Search code examples
dockerrepositorymicroservicesweb-application-design

Web UI code and microservices in the same monorepo?


We are a startup and are beginning the process of porting over our entire web app to a decoupled concept where an Angular web UI talks to a collection of microservices. It's your standard modern approach. What is not standard about our strategy is that our CTO has strongly suggested (basically insisted) that we include the code for the Angular front-end in the same monorepo along with all of the microservices that are written in PHP/Lumen. The supposed advantage being that changes to common protocols (like JSON structure, etc) will be easier to deal with if everything is in the same repo. While I'm totally onboard for keeping all the microservices in the same monorepo I am really hesitant about throwing the Angular code in there as well mostly because I can't seem to find any best practices or precedent for doing this. I have searched and searched and no one seems to have an experience with this kind of setup that they are willing to share. Is there a recommended approach for this specific sort of setup?


Solution

  • If you look into "12 factor app with micro-services" you would get details about best practices.

    If you have your code in a single repo, with CI/CD tools a single checkin any where will deploy all services for backend system and UI on frontend at the same time, this may be ok at first but it will increase deployment times as you add more services, you may have to write some custom code to detect changes specific to UI/Services if you want to avoid this behavior, but you get the advantage of code sharing.

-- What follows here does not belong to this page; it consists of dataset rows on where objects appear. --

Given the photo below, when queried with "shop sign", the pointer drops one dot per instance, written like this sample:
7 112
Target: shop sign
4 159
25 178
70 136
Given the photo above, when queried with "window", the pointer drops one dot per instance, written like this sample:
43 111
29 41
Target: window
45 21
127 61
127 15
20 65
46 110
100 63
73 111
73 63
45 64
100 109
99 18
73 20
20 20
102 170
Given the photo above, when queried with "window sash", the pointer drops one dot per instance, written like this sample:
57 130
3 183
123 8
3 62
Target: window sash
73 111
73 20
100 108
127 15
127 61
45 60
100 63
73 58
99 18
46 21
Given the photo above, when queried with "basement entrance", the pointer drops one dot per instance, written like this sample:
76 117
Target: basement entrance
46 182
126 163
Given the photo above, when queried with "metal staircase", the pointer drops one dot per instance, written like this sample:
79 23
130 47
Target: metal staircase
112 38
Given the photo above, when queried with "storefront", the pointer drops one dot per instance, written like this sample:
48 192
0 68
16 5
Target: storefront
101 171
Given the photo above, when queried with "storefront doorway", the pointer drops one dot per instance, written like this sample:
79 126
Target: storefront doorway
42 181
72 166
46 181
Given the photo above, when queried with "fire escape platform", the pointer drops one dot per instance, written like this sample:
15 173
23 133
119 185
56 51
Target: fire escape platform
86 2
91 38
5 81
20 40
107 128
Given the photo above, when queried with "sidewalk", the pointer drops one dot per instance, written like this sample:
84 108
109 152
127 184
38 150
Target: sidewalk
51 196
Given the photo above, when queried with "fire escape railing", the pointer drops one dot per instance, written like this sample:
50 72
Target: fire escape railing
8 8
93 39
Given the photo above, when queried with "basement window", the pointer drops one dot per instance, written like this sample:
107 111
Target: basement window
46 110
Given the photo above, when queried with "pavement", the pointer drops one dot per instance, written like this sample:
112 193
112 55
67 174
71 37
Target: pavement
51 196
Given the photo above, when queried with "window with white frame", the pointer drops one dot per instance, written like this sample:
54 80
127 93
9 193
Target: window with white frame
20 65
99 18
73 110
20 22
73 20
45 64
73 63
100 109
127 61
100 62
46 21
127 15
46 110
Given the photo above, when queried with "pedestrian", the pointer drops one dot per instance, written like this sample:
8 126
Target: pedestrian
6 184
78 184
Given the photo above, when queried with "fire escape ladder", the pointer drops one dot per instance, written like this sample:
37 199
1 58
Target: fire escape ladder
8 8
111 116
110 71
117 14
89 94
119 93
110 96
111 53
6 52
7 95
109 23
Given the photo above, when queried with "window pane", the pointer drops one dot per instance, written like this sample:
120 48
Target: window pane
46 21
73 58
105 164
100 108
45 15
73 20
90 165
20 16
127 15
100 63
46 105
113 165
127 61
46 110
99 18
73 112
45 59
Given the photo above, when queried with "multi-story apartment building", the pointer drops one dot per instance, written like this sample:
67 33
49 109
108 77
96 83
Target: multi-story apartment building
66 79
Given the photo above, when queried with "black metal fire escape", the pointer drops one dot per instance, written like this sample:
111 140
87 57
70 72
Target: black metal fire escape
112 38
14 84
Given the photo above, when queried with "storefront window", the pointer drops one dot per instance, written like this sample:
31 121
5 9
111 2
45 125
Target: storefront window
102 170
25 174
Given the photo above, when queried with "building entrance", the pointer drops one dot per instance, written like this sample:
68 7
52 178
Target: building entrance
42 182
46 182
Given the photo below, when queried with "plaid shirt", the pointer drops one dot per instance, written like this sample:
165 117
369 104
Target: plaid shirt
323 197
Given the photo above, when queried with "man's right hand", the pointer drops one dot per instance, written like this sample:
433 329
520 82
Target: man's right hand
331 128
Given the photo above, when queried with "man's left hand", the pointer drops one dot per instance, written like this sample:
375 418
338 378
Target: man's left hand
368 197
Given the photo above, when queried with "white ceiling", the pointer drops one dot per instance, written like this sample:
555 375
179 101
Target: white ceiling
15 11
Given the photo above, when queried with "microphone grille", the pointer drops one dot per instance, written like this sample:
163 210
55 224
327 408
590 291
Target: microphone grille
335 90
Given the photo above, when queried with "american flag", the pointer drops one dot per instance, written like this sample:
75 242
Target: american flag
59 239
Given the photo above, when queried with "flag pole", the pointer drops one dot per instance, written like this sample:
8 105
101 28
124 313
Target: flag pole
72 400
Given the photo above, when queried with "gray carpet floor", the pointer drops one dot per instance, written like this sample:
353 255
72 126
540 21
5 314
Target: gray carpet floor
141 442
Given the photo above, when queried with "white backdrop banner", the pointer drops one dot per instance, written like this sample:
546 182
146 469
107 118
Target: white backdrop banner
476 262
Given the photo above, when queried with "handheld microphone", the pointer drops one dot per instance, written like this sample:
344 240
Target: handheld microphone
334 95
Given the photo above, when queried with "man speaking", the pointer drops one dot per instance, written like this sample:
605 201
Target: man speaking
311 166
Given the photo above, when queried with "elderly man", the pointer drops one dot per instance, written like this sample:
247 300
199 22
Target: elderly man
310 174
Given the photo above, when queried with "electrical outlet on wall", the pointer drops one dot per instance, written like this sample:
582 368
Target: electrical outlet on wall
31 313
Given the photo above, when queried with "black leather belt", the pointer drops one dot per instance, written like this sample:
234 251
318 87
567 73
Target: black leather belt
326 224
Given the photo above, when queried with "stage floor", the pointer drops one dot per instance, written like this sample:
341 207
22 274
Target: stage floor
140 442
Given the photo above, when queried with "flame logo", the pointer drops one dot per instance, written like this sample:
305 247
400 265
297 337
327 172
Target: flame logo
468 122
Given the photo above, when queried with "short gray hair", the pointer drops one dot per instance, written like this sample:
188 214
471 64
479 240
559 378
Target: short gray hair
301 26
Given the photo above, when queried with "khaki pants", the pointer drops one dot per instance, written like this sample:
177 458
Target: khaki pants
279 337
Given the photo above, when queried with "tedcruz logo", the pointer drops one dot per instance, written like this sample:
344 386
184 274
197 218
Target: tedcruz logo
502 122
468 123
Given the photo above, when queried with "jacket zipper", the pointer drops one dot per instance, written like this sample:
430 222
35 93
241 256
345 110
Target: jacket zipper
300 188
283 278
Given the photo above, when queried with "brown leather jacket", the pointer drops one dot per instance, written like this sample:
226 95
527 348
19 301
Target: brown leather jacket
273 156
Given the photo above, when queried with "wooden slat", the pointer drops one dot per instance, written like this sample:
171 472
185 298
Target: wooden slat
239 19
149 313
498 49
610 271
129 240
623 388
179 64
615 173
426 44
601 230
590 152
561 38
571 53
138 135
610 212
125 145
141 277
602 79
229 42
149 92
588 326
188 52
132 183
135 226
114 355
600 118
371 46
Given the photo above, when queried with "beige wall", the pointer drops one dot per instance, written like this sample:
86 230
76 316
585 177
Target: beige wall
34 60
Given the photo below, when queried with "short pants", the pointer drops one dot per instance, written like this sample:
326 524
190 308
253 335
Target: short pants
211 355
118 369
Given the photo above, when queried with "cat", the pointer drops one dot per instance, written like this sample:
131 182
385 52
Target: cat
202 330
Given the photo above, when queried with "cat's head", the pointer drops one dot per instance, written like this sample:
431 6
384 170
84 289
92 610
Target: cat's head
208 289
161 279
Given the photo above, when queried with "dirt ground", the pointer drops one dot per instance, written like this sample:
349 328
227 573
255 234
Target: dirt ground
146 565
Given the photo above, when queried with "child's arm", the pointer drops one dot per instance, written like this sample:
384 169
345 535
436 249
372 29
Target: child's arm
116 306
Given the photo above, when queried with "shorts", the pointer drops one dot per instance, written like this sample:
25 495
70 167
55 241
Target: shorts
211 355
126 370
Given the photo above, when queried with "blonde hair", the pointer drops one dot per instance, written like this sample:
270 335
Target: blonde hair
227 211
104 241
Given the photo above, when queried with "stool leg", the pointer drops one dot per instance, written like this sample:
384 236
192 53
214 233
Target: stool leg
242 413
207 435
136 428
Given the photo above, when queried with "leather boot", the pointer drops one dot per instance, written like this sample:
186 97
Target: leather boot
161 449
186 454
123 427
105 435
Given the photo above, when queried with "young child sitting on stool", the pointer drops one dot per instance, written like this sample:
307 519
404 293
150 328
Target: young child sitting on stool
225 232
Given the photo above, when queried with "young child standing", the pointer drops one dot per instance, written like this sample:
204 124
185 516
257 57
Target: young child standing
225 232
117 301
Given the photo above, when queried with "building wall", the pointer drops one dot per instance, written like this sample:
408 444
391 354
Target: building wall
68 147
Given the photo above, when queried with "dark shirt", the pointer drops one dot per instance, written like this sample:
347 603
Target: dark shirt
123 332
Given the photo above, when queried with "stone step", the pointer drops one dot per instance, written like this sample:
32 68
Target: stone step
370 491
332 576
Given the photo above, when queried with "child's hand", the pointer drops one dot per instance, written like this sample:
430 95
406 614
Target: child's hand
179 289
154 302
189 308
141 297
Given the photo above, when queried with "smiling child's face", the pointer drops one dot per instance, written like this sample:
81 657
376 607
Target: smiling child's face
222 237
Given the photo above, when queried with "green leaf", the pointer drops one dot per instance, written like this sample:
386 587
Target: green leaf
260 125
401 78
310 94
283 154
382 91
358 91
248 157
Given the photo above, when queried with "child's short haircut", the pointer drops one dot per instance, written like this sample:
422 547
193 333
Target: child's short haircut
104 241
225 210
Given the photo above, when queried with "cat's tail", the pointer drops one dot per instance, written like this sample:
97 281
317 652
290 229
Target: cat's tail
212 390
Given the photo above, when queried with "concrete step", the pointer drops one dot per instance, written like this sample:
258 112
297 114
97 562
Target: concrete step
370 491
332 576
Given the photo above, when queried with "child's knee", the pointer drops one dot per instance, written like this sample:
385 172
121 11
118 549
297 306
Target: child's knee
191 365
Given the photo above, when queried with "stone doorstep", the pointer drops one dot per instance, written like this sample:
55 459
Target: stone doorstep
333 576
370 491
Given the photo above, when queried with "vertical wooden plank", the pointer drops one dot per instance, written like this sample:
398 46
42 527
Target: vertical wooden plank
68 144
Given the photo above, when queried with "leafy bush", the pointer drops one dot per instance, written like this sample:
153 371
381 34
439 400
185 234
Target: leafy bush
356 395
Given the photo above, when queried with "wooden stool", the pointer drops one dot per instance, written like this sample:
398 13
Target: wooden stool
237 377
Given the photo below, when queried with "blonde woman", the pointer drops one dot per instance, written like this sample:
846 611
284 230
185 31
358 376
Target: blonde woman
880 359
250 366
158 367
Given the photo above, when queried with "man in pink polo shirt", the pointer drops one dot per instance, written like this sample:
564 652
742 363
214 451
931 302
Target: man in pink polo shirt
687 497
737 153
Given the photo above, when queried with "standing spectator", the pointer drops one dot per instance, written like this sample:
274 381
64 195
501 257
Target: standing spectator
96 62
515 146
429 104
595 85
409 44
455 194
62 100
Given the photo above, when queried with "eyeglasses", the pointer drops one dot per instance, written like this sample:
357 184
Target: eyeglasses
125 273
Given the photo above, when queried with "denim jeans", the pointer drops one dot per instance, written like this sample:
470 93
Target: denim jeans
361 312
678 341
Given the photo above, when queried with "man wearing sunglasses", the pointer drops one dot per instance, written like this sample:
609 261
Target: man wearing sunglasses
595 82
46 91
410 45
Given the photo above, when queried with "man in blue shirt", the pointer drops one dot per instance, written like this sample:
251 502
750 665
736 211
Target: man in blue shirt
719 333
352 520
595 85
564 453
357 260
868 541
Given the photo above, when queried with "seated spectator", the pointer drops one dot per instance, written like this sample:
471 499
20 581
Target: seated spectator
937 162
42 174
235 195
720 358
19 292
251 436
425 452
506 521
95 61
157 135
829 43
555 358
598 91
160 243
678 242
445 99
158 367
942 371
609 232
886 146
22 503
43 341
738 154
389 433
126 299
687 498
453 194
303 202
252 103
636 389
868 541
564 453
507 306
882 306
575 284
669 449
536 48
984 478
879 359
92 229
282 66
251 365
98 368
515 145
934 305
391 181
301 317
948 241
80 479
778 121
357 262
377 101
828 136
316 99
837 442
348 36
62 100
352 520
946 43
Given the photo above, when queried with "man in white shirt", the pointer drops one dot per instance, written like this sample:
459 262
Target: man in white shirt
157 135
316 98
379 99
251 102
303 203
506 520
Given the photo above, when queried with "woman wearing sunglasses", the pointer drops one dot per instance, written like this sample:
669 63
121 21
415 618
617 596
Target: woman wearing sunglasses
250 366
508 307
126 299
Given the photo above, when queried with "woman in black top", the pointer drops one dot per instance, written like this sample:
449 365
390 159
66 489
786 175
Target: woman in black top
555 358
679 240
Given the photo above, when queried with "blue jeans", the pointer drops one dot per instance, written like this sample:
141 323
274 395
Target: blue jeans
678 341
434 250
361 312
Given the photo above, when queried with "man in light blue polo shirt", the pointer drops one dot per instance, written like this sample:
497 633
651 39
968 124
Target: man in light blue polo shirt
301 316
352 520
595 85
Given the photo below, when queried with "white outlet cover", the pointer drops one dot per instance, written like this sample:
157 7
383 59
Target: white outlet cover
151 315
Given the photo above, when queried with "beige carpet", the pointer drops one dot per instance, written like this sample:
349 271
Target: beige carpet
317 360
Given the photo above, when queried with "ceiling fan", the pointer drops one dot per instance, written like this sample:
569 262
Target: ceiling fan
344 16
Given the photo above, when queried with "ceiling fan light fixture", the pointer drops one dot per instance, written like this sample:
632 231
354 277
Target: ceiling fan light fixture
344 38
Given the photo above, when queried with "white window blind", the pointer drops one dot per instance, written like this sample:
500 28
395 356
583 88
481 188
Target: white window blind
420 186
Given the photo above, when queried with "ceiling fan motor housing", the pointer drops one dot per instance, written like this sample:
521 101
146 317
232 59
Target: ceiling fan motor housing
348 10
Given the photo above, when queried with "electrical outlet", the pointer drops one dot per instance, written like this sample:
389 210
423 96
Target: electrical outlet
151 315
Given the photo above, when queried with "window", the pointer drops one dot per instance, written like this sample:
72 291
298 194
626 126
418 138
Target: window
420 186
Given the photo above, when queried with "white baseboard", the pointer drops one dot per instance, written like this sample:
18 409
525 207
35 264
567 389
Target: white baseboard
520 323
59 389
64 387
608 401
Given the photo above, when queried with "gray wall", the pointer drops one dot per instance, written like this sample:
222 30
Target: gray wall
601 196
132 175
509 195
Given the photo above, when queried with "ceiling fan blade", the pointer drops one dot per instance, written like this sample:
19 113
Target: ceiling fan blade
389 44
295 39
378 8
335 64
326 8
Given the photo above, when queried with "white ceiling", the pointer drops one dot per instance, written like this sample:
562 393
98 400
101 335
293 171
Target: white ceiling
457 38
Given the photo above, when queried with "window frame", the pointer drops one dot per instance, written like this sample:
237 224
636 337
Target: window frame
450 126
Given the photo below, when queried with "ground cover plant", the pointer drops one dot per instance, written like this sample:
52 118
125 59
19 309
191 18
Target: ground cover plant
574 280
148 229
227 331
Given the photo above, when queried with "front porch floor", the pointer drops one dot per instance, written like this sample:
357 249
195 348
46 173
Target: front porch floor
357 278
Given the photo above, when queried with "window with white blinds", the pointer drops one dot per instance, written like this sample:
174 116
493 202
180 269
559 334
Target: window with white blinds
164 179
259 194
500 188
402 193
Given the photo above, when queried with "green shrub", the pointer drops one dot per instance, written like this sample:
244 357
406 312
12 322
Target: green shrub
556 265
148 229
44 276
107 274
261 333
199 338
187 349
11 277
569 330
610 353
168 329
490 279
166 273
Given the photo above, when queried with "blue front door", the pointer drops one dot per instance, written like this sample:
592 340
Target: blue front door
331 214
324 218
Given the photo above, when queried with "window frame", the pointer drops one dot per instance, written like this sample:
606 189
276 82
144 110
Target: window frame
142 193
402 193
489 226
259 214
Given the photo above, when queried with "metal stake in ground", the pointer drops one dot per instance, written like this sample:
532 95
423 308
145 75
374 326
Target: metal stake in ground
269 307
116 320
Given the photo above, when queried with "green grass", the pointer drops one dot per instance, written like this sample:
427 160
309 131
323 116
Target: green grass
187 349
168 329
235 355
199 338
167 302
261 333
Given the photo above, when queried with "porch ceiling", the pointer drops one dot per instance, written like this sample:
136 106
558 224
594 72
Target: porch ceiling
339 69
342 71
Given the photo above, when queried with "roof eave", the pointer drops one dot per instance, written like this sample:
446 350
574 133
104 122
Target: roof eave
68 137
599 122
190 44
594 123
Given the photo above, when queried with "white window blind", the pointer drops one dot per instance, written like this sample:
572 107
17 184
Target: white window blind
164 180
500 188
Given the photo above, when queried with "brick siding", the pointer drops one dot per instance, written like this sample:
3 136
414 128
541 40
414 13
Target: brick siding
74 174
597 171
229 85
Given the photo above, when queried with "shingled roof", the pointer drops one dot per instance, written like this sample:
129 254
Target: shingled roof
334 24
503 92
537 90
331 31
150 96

    You can code share even with multiple repositories if you keep your JSON structure in a common repository and share it on both client and server side.

    This all gets hard to manage and deploy once you add more types of clients for example, iOS/Android and as each team wants to own their own deploy and release cycles.

    At the same time you can start with single repository for simplicity, once you start seeing any of these issues, you can move them out into individual repositories.